Reputation: 3270
I'm evaluating Spark/Cassandra and Elasticsearch to decide which one to go for.
Right now, I'm using spark and Cassandra to generate different reports but I noticed with 2 million records (aprrox. 400 columns), it takes about 9.7, 9.8, 9.9, 10 and 10 mins to generate the 5 reports respectively.
Changing the scheduling mode "spark.scheduler.mode", "FAIR"
doesn't seems to make a big difference.
I'm thinking of loading all the data in memory and caching it so subsequent query can run faster if the data are preloaded memory.
However, running the same report in Elasticsearch takes just 2mins.
Any ideas on what I can do to improve spark response time ?
Upvotes: 0
Views: 1493
Reputation: 41
Spark can not pushdown the operation of "group by".I found another bottleneck that affected transmission speed.Set "es.scroll.size" to 10000.It can increase the transmission speed from ES to spark.
Upvotes: 1
Reputation: 16576
To start, I wouldn't consider ElasticSearch vs Spark to really be a good comparison since the two systems are really targeting different use cases.

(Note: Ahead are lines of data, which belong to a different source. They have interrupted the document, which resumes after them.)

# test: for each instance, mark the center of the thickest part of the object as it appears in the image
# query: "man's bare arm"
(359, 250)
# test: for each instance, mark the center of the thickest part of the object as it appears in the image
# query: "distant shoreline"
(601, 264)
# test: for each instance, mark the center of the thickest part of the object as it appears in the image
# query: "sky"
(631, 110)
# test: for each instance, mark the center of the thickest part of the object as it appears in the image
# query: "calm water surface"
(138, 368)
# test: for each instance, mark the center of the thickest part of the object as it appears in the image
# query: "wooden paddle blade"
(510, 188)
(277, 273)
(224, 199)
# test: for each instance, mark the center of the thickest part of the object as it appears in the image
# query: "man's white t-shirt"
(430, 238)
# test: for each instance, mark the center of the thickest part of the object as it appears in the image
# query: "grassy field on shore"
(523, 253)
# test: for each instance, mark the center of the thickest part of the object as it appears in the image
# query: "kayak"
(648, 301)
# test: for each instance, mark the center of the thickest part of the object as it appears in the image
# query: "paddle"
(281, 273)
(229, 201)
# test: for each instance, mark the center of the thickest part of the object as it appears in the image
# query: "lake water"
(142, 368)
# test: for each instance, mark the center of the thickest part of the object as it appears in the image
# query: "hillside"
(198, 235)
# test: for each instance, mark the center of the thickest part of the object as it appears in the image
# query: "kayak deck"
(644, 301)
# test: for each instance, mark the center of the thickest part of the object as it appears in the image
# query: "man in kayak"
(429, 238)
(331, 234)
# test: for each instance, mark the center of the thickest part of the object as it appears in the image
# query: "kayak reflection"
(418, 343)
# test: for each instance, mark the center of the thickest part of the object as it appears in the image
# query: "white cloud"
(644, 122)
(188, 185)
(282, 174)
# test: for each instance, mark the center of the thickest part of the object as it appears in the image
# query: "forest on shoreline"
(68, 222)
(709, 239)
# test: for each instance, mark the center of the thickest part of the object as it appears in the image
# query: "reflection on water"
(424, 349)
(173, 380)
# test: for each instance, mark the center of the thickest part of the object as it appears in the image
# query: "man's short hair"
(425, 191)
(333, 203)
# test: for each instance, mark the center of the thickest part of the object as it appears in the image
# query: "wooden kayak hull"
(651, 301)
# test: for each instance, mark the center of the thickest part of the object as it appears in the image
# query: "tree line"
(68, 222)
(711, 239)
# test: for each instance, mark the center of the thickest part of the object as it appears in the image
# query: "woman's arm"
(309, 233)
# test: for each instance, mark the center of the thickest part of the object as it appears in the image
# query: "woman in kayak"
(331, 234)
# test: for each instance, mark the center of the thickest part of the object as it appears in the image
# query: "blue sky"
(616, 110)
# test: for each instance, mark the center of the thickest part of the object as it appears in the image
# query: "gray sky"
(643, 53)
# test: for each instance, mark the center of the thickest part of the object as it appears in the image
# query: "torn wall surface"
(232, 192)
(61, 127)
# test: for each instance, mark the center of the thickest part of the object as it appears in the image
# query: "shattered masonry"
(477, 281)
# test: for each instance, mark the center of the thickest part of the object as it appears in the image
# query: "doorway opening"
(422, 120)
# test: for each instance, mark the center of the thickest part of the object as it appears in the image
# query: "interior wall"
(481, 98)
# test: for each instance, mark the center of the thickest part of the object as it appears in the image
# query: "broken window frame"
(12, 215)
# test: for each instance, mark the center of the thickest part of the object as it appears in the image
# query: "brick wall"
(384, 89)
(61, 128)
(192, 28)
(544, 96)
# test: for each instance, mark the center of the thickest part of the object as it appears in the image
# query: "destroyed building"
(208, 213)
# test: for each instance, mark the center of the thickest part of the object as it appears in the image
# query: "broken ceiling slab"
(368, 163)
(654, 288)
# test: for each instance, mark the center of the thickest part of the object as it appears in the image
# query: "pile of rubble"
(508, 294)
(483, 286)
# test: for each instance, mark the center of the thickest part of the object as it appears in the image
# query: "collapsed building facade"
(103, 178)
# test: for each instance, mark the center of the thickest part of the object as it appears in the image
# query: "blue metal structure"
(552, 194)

Elastic Search being focused on search and quick retrieval and Spark being a general purpose analytics framework with a focus on very large datasets.
But as to how to make your Spark reports run quicker. The key things to do with C* are to make sure that the spark.cassandra.input.split.size
is small enough so that you get enough Spark tasks to fully exploit the parallelism in your cluster. After doing this you can consider caching the read table in memory for much faster access.
Upvotes: 3